# November Scenery Across Canada?



## desertflyer (Sep 27, 2022)

We're planning a trip from Vancouver to Halifax toward the end of November. I know I'm asking about a 4,000 mile journey and the scenery will be varied, but am just curious what to expect. Snow anywhere along the way?


----------



## danasgoodstuff (Sep 27, 2022)

Even in early November it's winter in Canada and snow is a distinct possibility the whole way once you're very far east of Vancouver. Growing up in SK the only reason we wouldn't have snow in November would be if we'd had precious little precipitation at all. You might also see freezing rain or sleet somewhere along the way. I'm told winters have been shorter/milder in recent years, but it's still Canada. And it's a big country and folks from down east can offer a different perspective. But there's a reason CND Thanksgiving is in early October, and it's not just to do things differently than in the States.


----------



## zephyr17 (Sep 27, 2022)

I take the Canadian every year in early November, snow possible, especially around Jasper, but not guaranteed. 
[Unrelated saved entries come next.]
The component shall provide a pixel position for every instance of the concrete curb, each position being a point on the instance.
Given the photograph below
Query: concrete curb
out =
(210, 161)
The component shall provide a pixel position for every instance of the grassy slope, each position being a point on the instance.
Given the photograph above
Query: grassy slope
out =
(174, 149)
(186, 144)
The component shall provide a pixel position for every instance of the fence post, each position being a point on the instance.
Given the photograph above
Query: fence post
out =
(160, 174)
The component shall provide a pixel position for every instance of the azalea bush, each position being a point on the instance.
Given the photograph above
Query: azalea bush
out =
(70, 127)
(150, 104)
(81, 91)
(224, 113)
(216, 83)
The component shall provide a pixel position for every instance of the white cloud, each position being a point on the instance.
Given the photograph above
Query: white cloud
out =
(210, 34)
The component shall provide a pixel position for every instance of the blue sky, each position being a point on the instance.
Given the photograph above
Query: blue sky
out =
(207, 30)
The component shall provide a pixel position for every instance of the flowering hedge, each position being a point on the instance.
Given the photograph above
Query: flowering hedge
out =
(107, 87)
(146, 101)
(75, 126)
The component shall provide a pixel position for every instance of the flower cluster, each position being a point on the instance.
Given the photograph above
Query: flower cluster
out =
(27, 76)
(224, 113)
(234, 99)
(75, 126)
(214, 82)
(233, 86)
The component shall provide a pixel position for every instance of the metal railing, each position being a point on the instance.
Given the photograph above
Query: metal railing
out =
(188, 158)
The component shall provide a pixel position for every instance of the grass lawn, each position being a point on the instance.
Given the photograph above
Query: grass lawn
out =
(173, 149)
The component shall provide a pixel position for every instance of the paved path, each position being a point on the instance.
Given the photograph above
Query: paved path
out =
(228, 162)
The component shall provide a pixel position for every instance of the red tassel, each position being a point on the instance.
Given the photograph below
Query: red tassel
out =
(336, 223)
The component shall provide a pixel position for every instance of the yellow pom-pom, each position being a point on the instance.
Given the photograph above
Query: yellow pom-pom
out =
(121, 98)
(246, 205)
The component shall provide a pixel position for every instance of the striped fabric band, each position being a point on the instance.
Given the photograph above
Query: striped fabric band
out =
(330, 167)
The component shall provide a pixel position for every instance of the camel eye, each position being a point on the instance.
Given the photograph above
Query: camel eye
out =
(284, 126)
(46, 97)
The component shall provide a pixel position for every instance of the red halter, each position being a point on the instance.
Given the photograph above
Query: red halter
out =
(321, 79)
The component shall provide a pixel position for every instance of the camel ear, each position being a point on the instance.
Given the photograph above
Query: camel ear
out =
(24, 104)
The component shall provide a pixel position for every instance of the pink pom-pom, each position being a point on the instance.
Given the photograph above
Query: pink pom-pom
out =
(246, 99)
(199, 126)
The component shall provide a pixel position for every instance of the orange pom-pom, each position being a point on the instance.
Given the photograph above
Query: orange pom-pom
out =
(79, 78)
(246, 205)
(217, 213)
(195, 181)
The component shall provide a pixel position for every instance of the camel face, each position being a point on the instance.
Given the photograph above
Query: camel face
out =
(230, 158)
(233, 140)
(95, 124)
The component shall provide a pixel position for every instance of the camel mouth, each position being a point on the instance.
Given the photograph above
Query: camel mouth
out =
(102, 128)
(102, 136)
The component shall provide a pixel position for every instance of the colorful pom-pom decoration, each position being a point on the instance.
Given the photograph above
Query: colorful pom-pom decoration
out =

Possible for the prairies to be very, very cold (near 0° F) even that early. Be prepared for that if you get off for a moment in Saskatoon, Melville or Winnipeg. Prepare for Toronto to be windy (and cold, it can be quite cutting. 
Think Chicago). Can't tell you about Montreal-Halifax.


----------



## fdaley (Sep 27, 2022)

From Montreal east at that season, accumulating snow is unlikely but possible. Trees will be bare. In Fahrenheit, you could get up to 50 if the weather's mild, but 30s to 40s is more likely for highs, with lows in the teens to 20s. Blustery and cold is common.

On the Ocean, get up early for some views of the Chaleur Bay off to the left side of the train between Matapedia and Bathurst. I also love the marshlands in the vicinity of Sackville. It's a pretty ride throughout, if not quite as epic as the Canadian, though it's prettier in late summer when the wildflowers in New Brunswick and Nova Scotia add a lot of color to the landscape.


----------



## Willbridge (Sep 28, 2022)

In my nine years in Edmonton we had heavy snow in mid-October once. Otherwise, it normally arrived after Armistice Day and before the U.S. Thanksgiving Day.

By December 3rd:


----------



## jiml (Sep 28, 2022)

In November on a trip of that length you could pass through all four seasons. When we took the train to Halifax in November 2019, it was rainy and grey here, cool and windy in Montreal, light snow and sleet in Quebec City but sunny and warm in Halifax. All the western expectations noted by others are likely, especially with the Canadian taking the northerly route, avoiding the unpredictability of southeastern BC and the Calgary area which can change extremes daily.


----------



## desertflyer (Oct 10, 2022)

Thanks for all the great responses! We've booked the trip. Really excited.

*Train 2 -* Vancouver to Toronto in a room for 2 (car 211, room A)
Overnight in Toronto. Hotel accessible via PATH or TTC
*Train 62 -* Toronto to Montreal (business class)
*Train 14 - *Montreal to Halifax Renaissance room for 2 w/ shower (car 1439, room 4)

So no overnight in Montreal this time, but we will be back there in the future. Thanks again everyone!


----------